*

  • asıl adı "william sydney porter" olan müthiş kısa öyküler yazarak insanlara yaşama sevinci aşılayan amerikalı yazar.
    (bkz: o henry)
  • coca-cola reklamlarinda gol atmaya calisan kaleci...
  • o henry her zaman küçük mutlulukları,küçük sevinçleri olağanüstü bir sezgiyle yakalayıp bize anlatır.hayata bıyık altından gülerek bakan bu yazarın hikayelerinde hep bir mizah havası vardır.hikayeleri katıla katıla güldürmez ama sürekli tebessüm ettirir.bunun için de tekrar tekrar okumak ister insan.''armağan''isimli bir hikayesi vardı ve çok dokanmıştı bana.birbirlerini seven evli, iki insan vardı .della ve jim.bunlar çok fakirler işte,ev tutacak paraları bile yok.ertesi gün noel olduğu için birbirlerine hediye almak istiyolar fekat paraları da yok(ühhüü adile naşit gibi şimdi bile ağlarım) sonra jim büyükbabasının sonra da babasının olan altın saatini satmak zorunda kalıyor hediye almak için ve della'ya bir tarak satın alıyor bu parayla.della ise taa dizlerine kadar uzanan saçlarını peruka yapan bir yere satıyor ve jim'e saatine takması için bir saat zinciri satın alıyor.ve ikiside hediyelerini kullanamıyorlar ama gerçekten birbirlerinin değerini bir kez daha anlamış oluyolar.-the end-
  • hıncal uluç bi aralar köşesinde hikayelerini yayınlardı okurduk zevkle.
  • bulduğum her kitabını almaya çalı$tığım ender yazarlardan.
    tavuk suyuna çorba hikayelerinin atası.
  • hıncal uluç'un her 1 ocak günü köşesinde yayınladığı hikayenin yazarı.
  • the gift of the magi (the gift of maggie ya da the gift of magi degil, sadece the gift of the magi) adli hikayesinde:

    ..."oh, and the next two hours tripped by on rosy wings. forget the hashed metaphor. she was ransacking the stores for jim's present."

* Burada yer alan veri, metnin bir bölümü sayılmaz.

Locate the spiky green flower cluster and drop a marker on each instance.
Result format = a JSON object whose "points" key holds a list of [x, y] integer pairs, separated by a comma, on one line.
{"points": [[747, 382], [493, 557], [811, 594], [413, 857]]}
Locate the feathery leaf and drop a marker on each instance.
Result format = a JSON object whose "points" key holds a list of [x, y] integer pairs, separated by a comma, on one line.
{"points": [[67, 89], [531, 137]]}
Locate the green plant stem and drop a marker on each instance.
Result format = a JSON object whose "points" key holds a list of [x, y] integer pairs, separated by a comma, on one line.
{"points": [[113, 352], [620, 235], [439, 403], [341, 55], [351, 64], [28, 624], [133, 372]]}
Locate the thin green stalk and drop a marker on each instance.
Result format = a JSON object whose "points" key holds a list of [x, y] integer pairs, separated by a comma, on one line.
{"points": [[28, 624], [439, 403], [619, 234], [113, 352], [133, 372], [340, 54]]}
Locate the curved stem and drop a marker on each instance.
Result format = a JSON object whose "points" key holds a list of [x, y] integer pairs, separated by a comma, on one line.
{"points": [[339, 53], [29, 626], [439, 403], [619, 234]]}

    şeklinde bir sarkazm yaratan eğlenceli adam.
  • ölümünden sonra american academy of arts and science tarafindan adına ödül konmuş amerikali yazar. olacak o kadar'da bir sürü öyküsü aynen oynanmıştı, referans gösterilmeyerek. (bkz: intihal)
  • gerçek adı william sydney porter olan yazar,1862-kuzey carolina da yoksul bir ailenin oğlu olarak dünyaya geldi.küçük yaşta öksüz kaldı ve eğitimini yarım bıraktı.bir süre bir eczanede çalışan yazar 1882 de teksas a gitti.eczacı kalfalığı,muhasebecilik,harita ressamlığı gibi çeşitli işlerede çalışmıştır.evlendikten sonra bir kitabın illüstrasyon işine başlayan henry,sonra bankada veznedarlığa başlamış fakat zimmetine parta geçirdiği suçlamasıyla işine son verilmiştir.houston post ta köşe yazarlığına başlayan yazar hapse girmemek için honduras a kaçar fakat karısının ölümü üzerine tekrar abd ye geri döner.5 yıl hapse mahkum olan henry nin hayatında yazdığı hikayelerin kahramanlarının hayatlarının izlerine rastlarız.kimi zaman macera dolu kimi zamn trajik kimi zaman da komik.o henry new york ta uzun süreli bir ayyaşlık dönemi geçirmiştir.1910 yılında new york da bir otel odasında ölü bulunduğunda odada boş içki şişeleri bulunmuştur,cebindeyse birkaç bozuk para.
  • bir hikayesinde "dolandırılan bir insan dolandırıldığını hiçbir zaman anlamayacaksa aslında dolandırılmamıştır" tezini savunan hikaye yazarı. örnek hikayede adam boyadığı kumları gaz lambasının aniden parlamalarını ve kalitesinin düşmesini azaltır diye satıyordu. ama satarken her zaman şunu da söylüyordu. "bunun işe yaraması için lambanızı her hafta temizlemelisiniz." aslında sadece temizlemenin yaptığı bir işi sattığı kumlara mal ederek insanları dolandırıyordu ama insanlar bunu asla öğrenmediklerinden gerçekte verdikleri o para işerine yarıyordu.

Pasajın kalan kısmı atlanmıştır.